O primeiro gostava demais de "furar" mel e andava longas distâncias à procura de enxames nas matas, sempre munido de duas cabaças, um machado e um enxadão, além do inseparável facão, um canivete, fumo e caximbo feito com casca de coco gairoba, uma binga de isca e acionada com o atrito de um pedaço de lima de amolar sobre uma pedra. Levava também, num embornal, alguma coisa que pudesse comer, quase sempre um pedaço de rapadura e um punhado de farinha. Às vezes aceitava um prato de comida que lhe desse algum conhecido, mas isso era raro.
Já o segundo aprendeu a fazer balaios, esteiras e cestos de taquara, bambu ou taboca, tudo por encomenda. Muitas vezes ficava dias seguidos "internado" no mato, trabalhando, não ia em casa nem para dormir ou comer, enquanto não terminasse as suas empreitadas. Pegava o serviço com um prazo determinado para entrega, livre das refeições, fornecidas pelos contratantes, e que eram sempre deixadas em algum lugar pré combinado, nunca aceitava que alguém chegasse até onde ele estava em ação. Talvez tivesse medo de que alguém pudesse aprender o "ofício" e lhe tomasse a freguezia.
Os demais ficavam em volta da casa, mesmo, ou por impossibilidade de se locomoverem, ou por medo, em alguns casos, já que, como eu disse antes, ninguém dali era muito "legal da bola", nada, como se dizia por aqueles lados. Em comum, a maioria nem usava qualquer espécie de roupa, andavam nus, tanto homens, quanto mulheres, e achavam normal que houvesse sexo entre os próprios irmãos com as irmãs, valia de tudo, enfim.
Tomar banho era algo quase incomum, mas, de vez em quando acontecia, se bem que raramente, sempre aos sábados, quando se dirigiam quase todos ao poço que ficava logo abaixo de uma bela cachoeira, ao pé do morro já citado, de onde nascia um córrego de águas cristalinas, e que ia desaguar no pequeno rio represado. Então, Ambrósio e Divino, como costumavam fazer sempre que iam até lá, começaram a mergulhar e a catar pedras no fundo do poço, algumas coloridas, outras brilhantes, todas bonitas, que entregavam às moças, as quais costumavam guardá-las para brincar em casa, como se fossem animais. Com isso, acabaram juntando uma boa quantidade, só que nãos lhes davam nenhum valor material, a não ser a tal brincadeira.

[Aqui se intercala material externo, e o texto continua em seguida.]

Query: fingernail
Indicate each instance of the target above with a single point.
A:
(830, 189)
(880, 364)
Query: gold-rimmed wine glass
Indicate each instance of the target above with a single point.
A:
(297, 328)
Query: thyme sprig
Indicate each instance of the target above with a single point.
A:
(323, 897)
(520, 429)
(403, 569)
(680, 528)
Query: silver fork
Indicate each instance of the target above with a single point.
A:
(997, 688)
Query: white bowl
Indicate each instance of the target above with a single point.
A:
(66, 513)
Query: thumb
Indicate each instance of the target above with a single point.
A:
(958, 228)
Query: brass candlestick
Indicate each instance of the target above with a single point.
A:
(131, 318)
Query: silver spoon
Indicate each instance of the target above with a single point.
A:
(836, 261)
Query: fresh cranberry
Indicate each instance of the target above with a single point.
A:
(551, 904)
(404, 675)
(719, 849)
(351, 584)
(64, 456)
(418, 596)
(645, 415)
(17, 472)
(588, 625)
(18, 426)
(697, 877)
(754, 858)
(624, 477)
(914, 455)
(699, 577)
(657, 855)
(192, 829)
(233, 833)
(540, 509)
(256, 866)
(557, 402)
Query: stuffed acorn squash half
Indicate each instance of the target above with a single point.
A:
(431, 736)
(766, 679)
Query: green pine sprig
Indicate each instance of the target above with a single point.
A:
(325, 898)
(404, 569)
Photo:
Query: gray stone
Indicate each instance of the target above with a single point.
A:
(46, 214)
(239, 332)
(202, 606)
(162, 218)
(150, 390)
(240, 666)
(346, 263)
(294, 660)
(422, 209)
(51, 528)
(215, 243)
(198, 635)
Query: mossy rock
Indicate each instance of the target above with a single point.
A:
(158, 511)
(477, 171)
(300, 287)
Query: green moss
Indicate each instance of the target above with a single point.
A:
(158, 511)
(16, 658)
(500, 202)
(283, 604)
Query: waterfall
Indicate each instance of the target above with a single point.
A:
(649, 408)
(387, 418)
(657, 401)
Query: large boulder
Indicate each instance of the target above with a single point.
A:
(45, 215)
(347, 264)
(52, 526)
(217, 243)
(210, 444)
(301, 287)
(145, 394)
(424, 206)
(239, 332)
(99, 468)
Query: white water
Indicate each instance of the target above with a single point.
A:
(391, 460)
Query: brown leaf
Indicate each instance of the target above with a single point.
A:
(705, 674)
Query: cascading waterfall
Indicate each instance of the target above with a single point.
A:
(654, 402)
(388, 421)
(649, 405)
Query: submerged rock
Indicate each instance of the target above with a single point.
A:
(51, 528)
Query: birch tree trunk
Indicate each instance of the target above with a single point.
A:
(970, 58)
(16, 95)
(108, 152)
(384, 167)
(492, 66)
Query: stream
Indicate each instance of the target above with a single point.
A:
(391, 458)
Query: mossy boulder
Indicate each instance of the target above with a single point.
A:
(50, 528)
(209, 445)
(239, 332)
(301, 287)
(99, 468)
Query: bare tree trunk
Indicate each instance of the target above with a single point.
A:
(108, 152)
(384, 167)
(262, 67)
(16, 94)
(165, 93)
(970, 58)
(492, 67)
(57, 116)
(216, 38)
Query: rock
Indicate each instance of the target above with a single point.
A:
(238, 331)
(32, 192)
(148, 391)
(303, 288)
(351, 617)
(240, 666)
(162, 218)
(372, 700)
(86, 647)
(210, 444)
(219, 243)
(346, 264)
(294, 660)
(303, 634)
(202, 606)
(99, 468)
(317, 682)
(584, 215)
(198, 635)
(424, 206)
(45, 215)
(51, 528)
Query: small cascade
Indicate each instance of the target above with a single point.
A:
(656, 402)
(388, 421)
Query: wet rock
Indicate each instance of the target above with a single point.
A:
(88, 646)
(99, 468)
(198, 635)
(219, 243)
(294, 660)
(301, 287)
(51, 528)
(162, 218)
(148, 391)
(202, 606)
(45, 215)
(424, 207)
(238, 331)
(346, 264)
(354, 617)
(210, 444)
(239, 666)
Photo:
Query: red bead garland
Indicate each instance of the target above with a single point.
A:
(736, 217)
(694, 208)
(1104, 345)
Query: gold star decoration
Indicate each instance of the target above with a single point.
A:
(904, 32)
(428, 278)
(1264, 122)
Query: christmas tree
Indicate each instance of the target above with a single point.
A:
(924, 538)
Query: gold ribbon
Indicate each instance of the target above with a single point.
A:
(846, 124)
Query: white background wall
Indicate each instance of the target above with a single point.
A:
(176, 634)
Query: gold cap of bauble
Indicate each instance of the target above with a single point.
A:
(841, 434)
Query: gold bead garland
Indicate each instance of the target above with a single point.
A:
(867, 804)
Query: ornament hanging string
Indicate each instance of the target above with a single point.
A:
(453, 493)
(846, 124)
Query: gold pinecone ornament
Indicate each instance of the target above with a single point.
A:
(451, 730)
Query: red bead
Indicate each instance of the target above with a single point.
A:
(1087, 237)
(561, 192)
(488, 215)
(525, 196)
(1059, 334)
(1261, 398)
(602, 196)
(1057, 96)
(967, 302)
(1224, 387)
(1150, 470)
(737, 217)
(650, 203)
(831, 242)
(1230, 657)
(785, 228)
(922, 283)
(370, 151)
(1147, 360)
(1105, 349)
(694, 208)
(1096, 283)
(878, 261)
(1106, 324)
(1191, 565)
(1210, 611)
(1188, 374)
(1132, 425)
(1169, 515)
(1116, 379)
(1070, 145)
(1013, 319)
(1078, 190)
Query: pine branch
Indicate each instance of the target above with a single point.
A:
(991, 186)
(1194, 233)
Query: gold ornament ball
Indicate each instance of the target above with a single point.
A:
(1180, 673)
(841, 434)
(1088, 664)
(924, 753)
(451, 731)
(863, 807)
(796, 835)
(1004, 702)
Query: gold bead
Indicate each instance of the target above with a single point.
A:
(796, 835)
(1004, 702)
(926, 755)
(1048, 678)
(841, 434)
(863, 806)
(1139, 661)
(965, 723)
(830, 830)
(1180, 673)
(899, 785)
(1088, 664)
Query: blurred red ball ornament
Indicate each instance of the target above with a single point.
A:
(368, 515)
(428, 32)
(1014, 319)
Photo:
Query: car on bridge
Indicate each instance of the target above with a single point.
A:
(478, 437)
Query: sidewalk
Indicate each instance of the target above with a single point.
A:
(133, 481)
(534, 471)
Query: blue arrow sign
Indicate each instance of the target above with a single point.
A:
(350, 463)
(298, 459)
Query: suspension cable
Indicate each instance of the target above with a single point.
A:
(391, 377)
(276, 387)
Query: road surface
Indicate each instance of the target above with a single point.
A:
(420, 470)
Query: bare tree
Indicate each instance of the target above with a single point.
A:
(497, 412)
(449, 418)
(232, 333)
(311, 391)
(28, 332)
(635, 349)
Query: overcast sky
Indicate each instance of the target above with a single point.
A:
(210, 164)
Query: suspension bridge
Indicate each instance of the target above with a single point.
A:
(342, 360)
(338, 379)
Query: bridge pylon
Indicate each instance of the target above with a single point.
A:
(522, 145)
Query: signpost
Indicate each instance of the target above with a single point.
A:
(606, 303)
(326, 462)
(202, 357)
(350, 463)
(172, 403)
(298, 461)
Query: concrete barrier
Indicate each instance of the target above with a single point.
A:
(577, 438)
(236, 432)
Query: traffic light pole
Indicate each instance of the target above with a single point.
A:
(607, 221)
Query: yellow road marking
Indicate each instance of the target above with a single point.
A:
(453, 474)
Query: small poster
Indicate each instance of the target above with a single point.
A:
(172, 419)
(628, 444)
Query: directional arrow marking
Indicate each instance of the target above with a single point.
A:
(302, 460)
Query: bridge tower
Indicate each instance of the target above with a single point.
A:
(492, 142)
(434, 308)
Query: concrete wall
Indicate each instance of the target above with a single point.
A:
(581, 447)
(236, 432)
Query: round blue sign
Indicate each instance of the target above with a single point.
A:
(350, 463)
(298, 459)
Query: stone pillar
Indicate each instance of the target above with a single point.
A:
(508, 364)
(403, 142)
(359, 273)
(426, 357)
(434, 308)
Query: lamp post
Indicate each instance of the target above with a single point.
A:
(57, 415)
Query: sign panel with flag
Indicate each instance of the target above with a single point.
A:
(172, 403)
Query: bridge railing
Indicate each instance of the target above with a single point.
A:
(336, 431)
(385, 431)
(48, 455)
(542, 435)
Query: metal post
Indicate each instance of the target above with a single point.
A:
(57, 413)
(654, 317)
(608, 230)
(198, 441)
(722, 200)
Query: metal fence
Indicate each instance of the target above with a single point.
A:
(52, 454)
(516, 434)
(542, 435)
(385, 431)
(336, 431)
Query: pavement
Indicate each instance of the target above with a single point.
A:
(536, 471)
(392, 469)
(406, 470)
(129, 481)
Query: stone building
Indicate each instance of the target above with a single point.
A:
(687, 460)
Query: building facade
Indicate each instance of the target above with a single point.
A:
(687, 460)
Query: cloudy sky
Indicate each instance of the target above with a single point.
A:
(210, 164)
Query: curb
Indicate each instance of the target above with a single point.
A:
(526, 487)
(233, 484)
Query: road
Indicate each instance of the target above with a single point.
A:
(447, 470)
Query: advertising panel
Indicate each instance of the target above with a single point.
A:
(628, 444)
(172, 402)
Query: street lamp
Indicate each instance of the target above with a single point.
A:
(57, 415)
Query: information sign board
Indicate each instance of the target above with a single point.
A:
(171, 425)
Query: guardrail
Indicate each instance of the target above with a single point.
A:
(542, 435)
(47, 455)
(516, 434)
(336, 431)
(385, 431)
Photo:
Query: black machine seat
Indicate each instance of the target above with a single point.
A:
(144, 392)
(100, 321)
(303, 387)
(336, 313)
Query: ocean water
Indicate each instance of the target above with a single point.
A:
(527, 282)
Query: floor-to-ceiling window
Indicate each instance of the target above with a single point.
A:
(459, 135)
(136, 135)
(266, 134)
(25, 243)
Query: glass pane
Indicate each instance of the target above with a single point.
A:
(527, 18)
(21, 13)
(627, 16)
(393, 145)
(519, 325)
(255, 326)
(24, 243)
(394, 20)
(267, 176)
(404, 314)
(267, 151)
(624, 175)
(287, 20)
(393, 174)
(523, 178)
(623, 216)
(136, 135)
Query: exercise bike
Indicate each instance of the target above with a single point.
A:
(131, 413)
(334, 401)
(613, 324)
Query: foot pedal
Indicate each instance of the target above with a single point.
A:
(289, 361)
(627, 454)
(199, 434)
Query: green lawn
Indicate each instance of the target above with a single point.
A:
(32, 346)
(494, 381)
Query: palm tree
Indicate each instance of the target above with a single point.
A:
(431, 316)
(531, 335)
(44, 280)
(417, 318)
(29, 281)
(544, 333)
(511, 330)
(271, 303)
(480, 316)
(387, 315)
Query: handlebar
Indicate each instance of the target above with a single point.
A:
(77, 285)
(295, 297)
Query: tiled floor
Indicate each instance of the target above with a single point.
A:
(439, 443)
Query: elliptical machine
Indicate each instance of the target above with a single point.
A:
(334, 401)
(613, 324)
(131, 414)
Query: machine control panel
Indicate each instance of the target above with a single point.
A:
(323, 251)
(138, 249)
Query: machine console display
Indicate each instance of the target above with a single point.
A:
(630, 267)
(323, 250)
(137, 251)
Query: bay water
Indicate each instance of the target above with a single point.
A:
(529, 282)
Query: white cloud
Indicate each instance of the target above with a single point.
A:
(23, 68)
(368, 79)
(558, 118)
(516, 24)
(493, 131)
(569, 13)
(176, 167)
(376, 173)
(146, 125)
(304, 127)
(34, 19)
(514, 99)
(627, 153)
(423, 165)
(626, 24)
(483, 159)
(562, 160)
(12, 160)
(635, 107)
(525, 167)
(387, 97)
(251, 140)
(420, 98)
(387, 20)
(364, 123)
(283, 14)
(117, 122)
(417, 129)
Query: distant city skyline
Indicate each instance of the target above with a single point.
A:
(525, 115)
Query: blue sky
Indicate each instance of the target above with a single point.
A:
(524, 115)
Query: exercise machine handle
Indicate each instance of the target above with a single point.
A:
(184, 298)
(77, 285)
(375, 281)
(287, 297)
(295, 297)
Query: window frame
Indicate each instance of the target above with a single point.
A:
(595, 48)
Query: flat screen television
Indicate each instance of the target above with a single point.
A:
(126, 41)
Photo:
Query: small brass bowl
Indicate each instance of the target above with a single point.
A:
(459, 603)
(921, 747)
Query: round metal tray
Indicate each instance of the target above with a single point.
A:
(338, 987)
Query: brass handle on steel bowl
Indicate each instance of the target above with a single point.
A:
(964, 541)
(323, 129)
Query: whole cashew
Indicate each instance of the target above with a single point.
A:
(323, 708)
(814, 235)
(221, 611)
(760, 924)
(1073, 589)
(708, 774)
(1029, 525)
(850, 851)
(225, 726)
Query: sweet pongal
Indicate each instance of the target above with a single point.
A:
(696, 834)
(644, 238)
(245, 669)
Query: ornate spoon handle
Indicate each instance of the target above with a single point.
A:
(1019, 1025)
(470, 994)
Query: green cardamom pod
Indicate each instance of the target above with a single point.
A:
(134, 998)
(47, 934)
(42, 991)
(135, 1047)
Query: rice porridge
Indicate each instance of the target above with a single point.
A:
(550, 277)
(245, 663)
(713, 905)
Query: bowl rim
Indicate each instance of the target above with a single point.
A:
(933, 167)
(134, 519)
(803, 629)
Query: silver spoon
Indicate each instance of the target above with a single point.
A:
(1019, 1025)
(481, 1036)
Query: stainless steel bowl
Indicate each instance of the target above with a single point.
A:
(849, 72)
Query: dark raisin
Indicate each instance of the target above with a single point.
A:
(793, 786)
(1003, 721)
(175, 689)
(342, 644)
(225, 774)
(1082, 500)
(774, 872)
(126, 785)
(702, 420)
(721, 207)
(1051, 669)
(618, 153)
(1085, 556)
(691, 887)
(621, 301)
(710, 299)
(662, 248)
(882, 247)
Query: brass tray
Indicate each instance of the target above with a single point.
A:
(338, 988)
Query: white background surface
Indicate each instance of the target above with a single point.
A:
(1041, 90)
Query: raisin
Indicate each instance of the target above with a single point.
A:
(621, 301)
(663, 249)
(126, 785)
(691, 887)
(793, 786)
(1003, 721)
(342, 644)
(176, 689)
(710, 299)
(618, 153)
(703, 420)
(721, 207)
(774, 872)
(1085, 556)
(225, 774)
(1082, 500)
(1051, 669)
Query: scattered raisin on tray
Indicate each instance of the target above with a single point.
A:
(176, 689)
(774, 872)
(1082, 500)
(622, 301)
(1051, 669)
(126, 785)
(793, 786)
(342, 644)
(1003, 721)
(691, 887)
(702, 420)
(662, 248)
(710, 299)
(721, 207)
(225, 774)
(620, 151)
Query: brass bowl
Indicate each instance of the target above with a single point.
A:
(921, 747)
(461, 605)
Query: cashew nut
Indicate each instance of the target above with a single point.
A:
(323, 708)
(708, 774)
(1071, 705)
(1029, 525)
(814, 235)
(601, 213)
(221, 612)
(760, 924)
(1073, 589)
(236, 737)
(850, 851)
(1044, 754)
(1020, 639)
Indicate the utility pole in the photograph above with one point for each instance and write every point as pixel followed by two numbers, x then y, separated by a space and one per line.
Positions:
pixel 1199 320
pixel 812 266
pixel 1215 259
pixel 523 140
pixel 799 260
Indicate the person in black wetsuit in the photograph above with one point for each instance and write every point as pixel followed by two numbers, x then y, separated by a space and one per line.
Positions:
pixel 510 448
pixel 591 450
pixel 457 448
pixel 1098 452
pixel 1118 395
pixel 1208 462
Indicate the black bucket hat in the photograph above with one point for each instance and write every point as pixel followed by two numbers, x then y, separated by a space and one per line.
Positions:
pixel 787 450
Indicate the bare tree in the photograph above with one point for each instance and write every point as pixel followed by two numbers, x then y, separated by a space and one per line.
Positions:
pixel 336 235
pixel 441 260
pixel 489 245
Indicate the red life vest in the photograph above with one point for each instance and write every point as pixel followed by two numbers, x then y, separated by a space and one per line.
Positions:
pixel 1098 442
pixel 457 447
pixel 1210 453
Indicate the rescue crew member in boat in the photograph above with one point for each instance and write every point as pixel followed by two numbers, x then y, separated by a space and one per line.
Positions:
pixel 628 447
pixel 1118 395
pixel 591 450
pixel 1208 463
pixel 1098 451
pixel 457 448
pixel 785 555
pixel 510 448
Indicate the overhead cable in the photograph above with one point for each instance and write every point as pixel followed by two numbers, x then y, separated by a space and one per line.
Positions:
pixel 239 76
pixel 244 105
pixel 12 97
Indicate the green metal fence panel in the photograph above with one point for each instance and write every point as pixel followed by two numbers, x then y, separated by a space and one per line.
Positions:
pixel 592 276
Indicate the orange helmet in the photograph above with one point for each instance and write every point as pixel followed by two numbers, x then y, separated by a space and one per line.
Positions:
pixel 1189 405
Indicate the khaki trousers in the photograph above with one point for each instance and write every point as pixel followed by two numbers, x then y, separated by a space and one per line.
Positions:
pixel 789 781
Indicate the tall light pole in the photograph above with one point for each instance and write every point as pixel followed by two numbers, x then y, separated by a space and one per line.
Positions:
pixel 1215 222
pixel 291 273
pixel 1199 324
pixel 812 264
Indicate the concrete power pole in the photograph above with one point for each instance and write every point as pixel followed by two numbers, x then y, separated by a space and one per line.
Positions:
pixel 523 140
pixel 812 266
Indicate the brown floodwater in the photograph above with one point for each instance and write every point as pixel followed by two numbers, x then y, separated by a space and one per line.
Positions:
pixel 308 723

Na época, eu tinha uns treze anos e estudava na cidade, só ia passar as férias na fazenda do meu pai. Nós também éramos muitos filhos, e eu gostava de recolher as roupas velhas de nossa numerosa família, tios e primos, para doá-las àquela gente, além de brinquedos, ou qualquer coisa que lhes fosse aproveitável. Ou seja, era uma das poucas pessoas que os visitava nessas ocasiões, de forma que me tornei querido por todos eles. Não ligava se estivessem limpos ou sujos, nús ou vestidos, eu apenas queria ser-lhes útil, de alguma maneira.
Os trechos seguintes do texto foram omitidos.